The Philadelphia Phillies were the third major league team to inform Shane Victorino that they could survive without his services, thank you. Don’t bother to call, we’ll call you.
The year was 2005, and the Phillies after selecting Victorino in the Rule 5 draft on December 13, 2004, decided that Shane Victorino was not a major league caliber ballplayer and certainly not one that fit into their future plans.
The switch-hitting outfielder was originally drafted by the Los Angeles Dodgers in the sixth round of the 1999 amateur draft. However, after posting some rather unimpressive numbers in three minor league seasons, the Dodgers front office decided that Victorino was not a legitimate major league prospect. Therefore, they left him off their 40-man roster, when the San Diego Padres decided to take a flyer on the “Flyin” Hawaiian.
Shane was selected in the 2002 Rule 5 draft, which meant that San Diego would have to leave him on their major league roster in 2003, or risk losing him to another team. In his brief appearances with San Diego in 2003, Shane disappointed on the field, batting a mere .151 in 36 games.
Having failed to stay with the Padres, Shane was returned to the Los Angeles Dodgers system, who greeted him with less than unbridled enthusiasm. Shane struggled in the Dodgers’ minor league system for the balance of the 2003 season as well as the 2004 season. So, when the Phillies selected Victorino in the 2005 Rule 5 draft, the Dodgers organization shed few tears.
Victorino spent spring training of 2005 in Clearwater, Florida, once more attempting to make a major league roster. However, at the end of the Grapefruit exhibition season, the Phillies hierarchy, as had the Padres and Dodgers before them, decided that Victorino was not their man. So, again the Phillies offered him back to the Dodgers, however, the Dodgers declined!
At the age of 25, Shane Victorino had few, if any, options. The former Hawaiian track star was no longer a prospect, but rather a suspect. The Phillies offered Shane a minor league deal, one that he readily accepted, having really no other options.
The Phillies assigned Victorino to their Triple-A affiliate, Scranton-Wilkes Barre. Suddenly, Victorino seemed to put everything together at Scranton, batting a robust .310, with 25 doubles, a minor league-leading 16 triples, 18 home runs, 70 RBIs and 93 runs scored in just 126 games.
The Phillies brought him up when rosters expanded in September and he made his debut as a pinchrunner on September 3 at Washington and, of course, he scored a run. So terrific was his season at Scranton-Wilkes Barre, that he was named the MVP of the International League and was the recipient of the Red Barons Player of the Year and Community Service Awards.
Since then, the “Flyin Hawaiian” has been an integral part of the Phillies championship success, but also clearly one of the most indispensable players on the team. Shane also has been an enormous contributor to his community and his outgoing personality has made him an enormous fan favorite.

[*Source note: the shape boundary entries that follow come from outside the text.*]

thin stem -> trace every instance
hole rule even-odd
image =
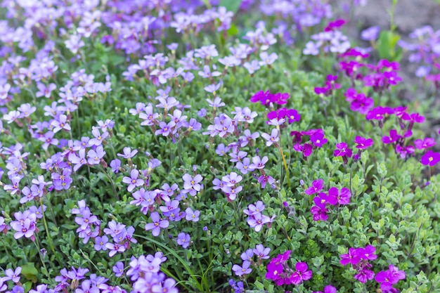
[[[46,271],[46,276],[48,279],[48,278],[50,278],[49,271],[47,271],[47,268],[46,267],[46,263],[44,263],[44,260],[43,259],[43,256],[41,256],[41,253],[40,252],[40,248],[39,248],[39,247],[38,245],[38,243],[37,243],[37,240],[35,240],[34,241],[32,241],[32,242],[34,242],[34,244],[35,245],[35,247],[37,247],[37,253],[40,256],[40,260],[41,261],[41,263],[43,263],[43,267],[44,268],[44,271]]]
[[[284,164],[284,169],[285,169],[285,176],[287,178],[287,185],[290,188],[290,176],[289,175],[289,169],[287,168],[287,164],[285,162],[285,157],[284,157],[284,153],[283,152],[283,150],[281,150],[281,147],[278,145],[278,150],[280,150],[280,154],[281,154],[281,157],[283,158],[283,163]]]
[[[53,252],[53,255],[56,257],[56,253],[55,252],[55,247],[53,247],[53,243],[52,242],[52,237],[51,237],[51,233],[49,231],[48,226],[47,225],[47,221],[46,221],[46,215],[44,214],[44,209],[43,209],[43,200],[40,197],[40,207],[41,207],[41,214],[43,215],[43,223],[44,223],[44,229],[46,230],[46,234],[47,235],[47,240],[49,242],[49,247],[51,247],[51,250]],[[62,263],[62,262],[57,259],[57,260]]]

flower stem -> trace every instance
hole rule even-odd
[[[285,176],[287,178],[287,185],[290,188],[290,176],[289,175],[289,169],[287,168],[287,164],[285,162],[285,157],[284,157],[284,153],[283,152],[283,150],[281,150],[281,147],[278,145],[278,150],[280,150],[280,154],[281,154],[281,157],[283,158],[283,163],[284,164],[284,169],[285,169]]]

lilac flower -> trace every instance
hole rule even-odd
[[[17,213],[15,213],[16,214]],[[33,215],[33,216],[31,216]],[[18,221],[13,221],[11,222],[11,227],[15,230],[14,234],[14,238],[19,239],[25,236],[26,238],[31,238],[34,236],[34,233],[36,230],[35,221],[37,217],[34,214],[30,215],[29,218],[23,219],[22,221],[17,219]]]
[[[53,138],[55,134],[53,131],[47,131],[42,137],[39,138],[39,141],[44,142],[43,150],[47,150],[50,145],[57,145],[58,144],[58,140]]]
[[[250,74],[253,74],[257,70],[260,69],[259,62],[254,60],[251,63],[245,62],[243,67],[247,70]]]
[[[249,167],[255,169],[264,169],[264,164],[268,161],[268,158],[266,156],[263,157],[263,158],[260,158],[259,156],[255,156],[252,157],[252,164],[251,164]]]
[[[261,137],[267,141],[266,142],[266,145],[271,146],[273,144],[275,144],[276,145],[278,141],[280,140],[280,138],[278,137],[278,129],[277,129],[276,128],[272,129],[270,136],[266,133],[261,134]]]
[[[5,277],[6,280],[11,280],[13,282],[18,283],[20,282],[20,274],[21,273],[21,267],[18,266],[15,270],[13,270],[12,268],[8,268],[5,271]]]
[[[189,234],[186,234],[183,232],[179,233],[177,235],[177,244],[183,248],[187,248],[190,242],[190,237]]]
[[[237,162],[235,167],[241,172],[242,174],[247,174],[247,172],[252,172],[254,170],[254,169],[250,167],[250,159],[245,157],[243,159],[242,162]]]
[[[112,167],[112,171],[115,174],[117,174],[121,169],[121,160],[119,159],[113,159],[110,162],[110,166]]]
[[[268,223],[271,218],[261,213],[255,214],[247,218],[247,222],[250,228],[253,228],[255,232],[259,232],[263,228],[263,225]]]
[[[53,181],[55,190],[62,190],[65,189],[67,190],[69,189],[70,184],[73,182],[73,180],[70,177],[72,171],[67,168],[63,169],[63,173],[61,174],[52,173],[51,177]]]
[[[252,269],[250,268],[250,261],[243,261],[242,266],[240,266],[238,264],[234,264],[232,266],[232,271],[233,271],[234,273],[235,273],[235,275],[238,276],[249,275],[252,271]]]
[[[265,248],[263,245],[257,245],[252,251],[259,259],[268,259],[271,249],[269,247]]]
[[[124,154],[118,153],[117,156],[118,157],[122,157],[123,158],[129,159],[132,158],[133,157],[134,157],[134,155],[138,153],[138,150],[131,150],[131,149],[130,148],[125,147],[125,148],[124,148],[123,152],[124,152]]]
[[[130,172],[130,177],[124,176],[122,178],[122,182],[126,184],[129,184],[129,187],[127,188],[128,192],[131,193],[135,188],[142,186],[143,185],[143,180],[138,178],[138,176],[139,171],[134,169]]]
[[[0,84],[0,100],[6,100],[8,98],[8,92],[11,89],[11,84]]]
[[[276,53],[271,53],[271,55],[269,55],[266,51],[260,53],[259,56],[260,59],[261,59],[261,61],[259,61],[259,64],[261,66],[270,65],[278,58],[278,56],[276,54]]]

Through the All-Star break of this year, Shane has had a solid major league career, batting .281, in 858 games that have produced 844 hits, 153 doubles, 51 triples, 71 home runs, 502 runs and 327 RBIs. However, it is Victorino’s speed that separates him from mere mortals, as he has also stolen 156 bases. He has also won three Gold Glove Awards.
It was his speed that attracted major league scouts and which he nurtured at St. Anthony High School in Wailuku. Victorino is the former Hawaii high school track and field champion and in 1999, he won the 100-meter dash, the 200-meter dash and the 400-meter dash. Shane’s 100-meter time was a state record 10.80 seconds. Shane is constantly clocked at 3.7 and 3/8 seconds from the right-hand batter’s box.
At the All-Star break this year, Shane is having another incredibly productive season. In 68 games, Shane has batted a team-leading .303, with 14 doubles, 9 triples, 9 home runs, 53 runs and 34 RBIs. For his efforts, he won the “All-Star Game Final Vote,” but could not play because of a thumb injury, which placed him on the 15-day disabled list. However, Victorino, proud to be selected and appreciative of the fan support, attended the game and participated in the numerous festivities.
In 2008, Victorino was named the winner of the “Lou Gehrig Memorial Award,” by the Phi Delta Theta International Fraternity, which served by the great Gehrig, himself. The award is presented annually to the major league player who best exemplifies the spirit and character of Lou Gehrig, both on and off the field. The award was created to acknowledge an individual player’s outstanding commitment to both his community and philanthropy.
Since the award’s inception in 1955, the name of each recipient has been placed on the permanent Gehrig Award Plaque located at the Baseball Hall of Fame and Museum in Cooperstown. Prior winners include Stan Musial, Gil Hodges, Warren Spahn, Robin Roberts, Henry Aaron, Lou Brock, Don Sutton, Ozzie Smith, Cal Ripken, George Brett and Jamie Moyer.